Seven years after its signing, the North American Free Trade Agreement has had a profound impact on the United States, Mexico and Canada, a group of panelists said Wednesday during the U.S.-Mexico Border Summit at The University of Texas-Pan American.
The two-hour session, "Business Roundtable: Seven Years After NAFTA," was moderated by R. David Guerra, InterNational Bank of Commerce president. It began with Dr. Stephen Flynn of the Council of Foreign Relations praising the Summit as a way to build binational relationships and carry on dialogue to bring about necessary changes.
Indeed, access to international and overseas markets will be the key to future prosperity for both countries, Flynn said. To accomplish this, transportation and logistical systems must be seamless, and there has to be proper control and security measures in place.
Nonetheless, Mexico and the United States already are strong trading partners, said John W. Johnson, Texas Department of Transportation commissioner, and Mexico will soon pass Canada as the country's top trading partner.
About 80 percent of U.S.-Mexico trade is by truck, with three-fourths of that trade going through Texas. The result is positive for local, state and national economies but negative in terms of congestion and safety.
"NAFTA has left an indelible mark on the state of Texas," Johnson said. "I don't think anyone back in 1993 or '94 knew the significant impact NAFTA would have today. ... The border should not be an impediment to trade. It must be made as efficient and effective as possible."
Sam Vale, Border Trade Alliance chairman of Strategic Planning, echoed Johnson's comments. He said NAFTA's primary purpose of lowering the cost of doing business in North America has been reached to a large extent.
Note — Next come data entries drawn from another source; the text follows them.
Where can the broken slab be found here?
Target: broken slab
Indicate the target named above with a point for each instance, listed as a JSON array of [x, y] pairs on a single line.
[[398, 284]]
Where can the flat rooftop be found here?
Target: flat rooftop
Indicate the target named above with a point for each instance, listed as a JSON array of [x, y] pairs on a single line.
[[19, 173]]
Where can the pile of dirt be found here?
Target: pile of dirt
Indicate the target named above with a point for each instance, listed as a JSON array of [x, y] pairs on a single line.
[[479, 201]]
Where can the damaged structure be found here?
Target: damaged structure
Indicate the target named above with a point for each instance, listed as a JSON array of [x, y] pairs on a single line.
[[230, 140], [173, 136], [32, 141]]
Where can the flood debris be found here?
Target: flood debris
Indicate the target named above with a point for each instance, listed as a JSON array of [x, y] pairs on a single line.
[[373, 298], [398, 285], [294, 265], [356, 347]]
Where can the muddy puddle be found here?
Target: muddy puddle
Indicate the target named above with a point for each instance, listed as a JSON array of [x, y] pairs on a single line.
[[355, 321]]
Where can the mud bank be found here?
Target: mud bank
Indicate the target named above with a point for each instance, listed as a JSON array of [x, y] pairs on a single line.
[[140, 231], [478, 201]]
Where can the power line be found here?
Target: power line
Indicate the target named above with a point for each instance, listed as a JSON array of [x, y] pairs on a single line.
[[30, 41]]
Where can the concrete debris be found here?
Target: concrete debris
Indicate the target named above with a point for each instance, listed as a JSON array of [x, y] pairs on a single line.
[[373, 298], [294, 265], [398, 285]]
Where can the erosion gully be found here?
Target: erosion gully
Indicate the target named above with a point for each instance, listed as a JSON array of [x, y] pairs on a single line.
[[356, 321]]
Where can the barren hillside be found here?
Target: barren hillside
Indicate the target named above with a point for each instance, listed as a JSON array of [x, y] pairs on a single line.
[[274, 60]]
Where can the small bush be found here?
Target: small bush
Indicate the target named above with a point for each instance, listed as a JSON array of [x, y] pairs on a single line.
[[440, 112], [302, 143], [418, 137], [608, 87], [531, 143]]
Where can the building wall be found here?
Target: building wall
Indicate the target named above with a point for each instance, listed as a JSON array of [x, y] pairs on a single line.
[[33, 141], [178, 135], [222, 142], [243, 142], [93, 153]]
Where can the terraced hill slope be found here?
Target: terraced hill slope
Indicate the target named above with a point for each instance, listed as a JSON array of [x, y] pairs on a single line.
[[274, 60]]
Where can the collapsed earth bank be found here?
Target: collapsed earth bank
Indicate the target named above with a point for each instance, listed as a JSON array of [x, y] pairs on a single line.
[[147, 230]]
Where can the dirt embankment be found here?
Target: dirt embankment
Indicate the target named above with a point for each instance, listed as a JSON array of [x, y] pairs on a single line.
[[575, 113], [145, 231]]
But, there is still not a political consensus among all parties at all levels.
"The country does not believe this is the only thing out there, and it must if we are to move forward," Vale said. "It's not about the border. It's about what's good for Texas and what's good for the United States, Mexico and Canada."
One way to move forward is with the proposed Interstate 69, which would connect Canada to Mexico through America's heartland.
John D. Caruthers Jr., I-69 Mid-Continent Highway Coalition president, said environmental studies are under way on the 2,000-mile interstate, with construction expected to take at least eight years. But, the Texas portion of I-69 alone is expected to run about $7.2 billion, and financial support is lacking.
"We're going to build this road," Caruthers said. "It will benefit all three countries, and hopefully, we'll be able to look back someday and be amazed at how we underestimated its effect."
The completion of I-69 would greatly benefit transit among the three countries, especially the United States and Mexico. Carlos Santos of Bancomext, a trade promotion organization, noted Mexico's economy is the 12th largest in the world, with exports to the United States growing from $50 billion in 1993 to $160 billion in 2000.
Other panelists included Daniel B. Hastings Jr., U.S. Customs broker from Laredo, who said Congress must provide more technology, personnel and infrastructure along the border; John Castany of Wells Manufacturing Corp. and Reynosa Asociacion de Maquiladoras, who said maquiladoras must keep their edge in the global competitive market through NAFTA; and Fernando Mejia, Mexican Custom Brokers Association president, who addressed Mexico's use of and relationships with the Laredo-Nuevo Laredo trade corridor.
The three-day U.S.-Mexico Border Summit, which ends Friday, is bringing together high-ranking officials from both countries, representatives of major national foundations and corporate leaders to examine international trade, energy, telecommunications, utility infrastructure corridor development, border manufacturing opportunities, water, housing and health issues.